Assemblies of proteins that interact to carry out a function are called pathways. Now here's a, I'll throw a word out see if you can figure this out. What is a digestive pathway? It's a process of digestion carried out by what?

A series of proteins acting as gears, one turning the other, with the result digestion, right? Okay, you got that one? Here's a better one.

Respiration pathway! What is that? A group of proteins assembled together when they interact, do respiration.

Okay, and the last group of people who have gotten that yet, here's the last one. Muscle contraction pathway. A group of proteins assembled, cause my... Okay. What's the nature of the cell?

It's got all these assemblies of proteins carrying on the function. But here's the problem. In order to have function, it's got to move.

And movement is where life comes from. Life is movement. It's characterized by movement. Here's the point. If the proteins don't move, you have a cadaver.

That's what a dead person is, a person who's just all proteins and no movement. So I want to tell you about the secret of life right now. Secret of life, okay? Spotlight. Okay, secret of life.

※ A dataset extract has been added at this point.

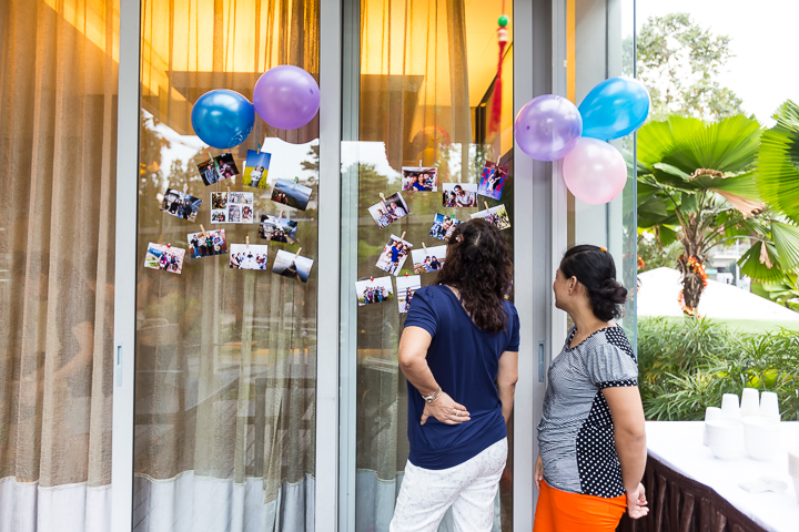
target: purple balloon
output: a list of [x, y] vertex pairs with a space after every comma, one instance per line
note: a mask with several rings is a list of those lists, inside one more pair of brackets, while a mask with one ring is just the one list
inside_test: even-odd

I'm going to show it to you, and don't be mad at me because it's so simple it'll probably irritate you, okay? Here's how it works. This is a backbone, and just like a human backbone, the amino acids are like vertebrae, and guess what I can do with my backbone? I can... Twist it, flex it, rotate it, change my shape.

Ah! Protein, backbone. Flex, rotate, twist, change shape.

Ah, the question is this. But in the body, protein has a conformation. or shape that it prefers.

And I'm going to show you two shapes and I'm going to ask you which one of these shapes would be preferred by my protein. But before I do that, I give you one fact. The two yellow amino acids at the end are negatively charged. Yellow and yellow, negative. I'm going to show you two shapes.

You tell me which is more stable. Shape one, shape two. Reason simply, like charges repel each other. So this is the shape this is stable. Okay, now I introduce the secret of life, the polystyrene ball.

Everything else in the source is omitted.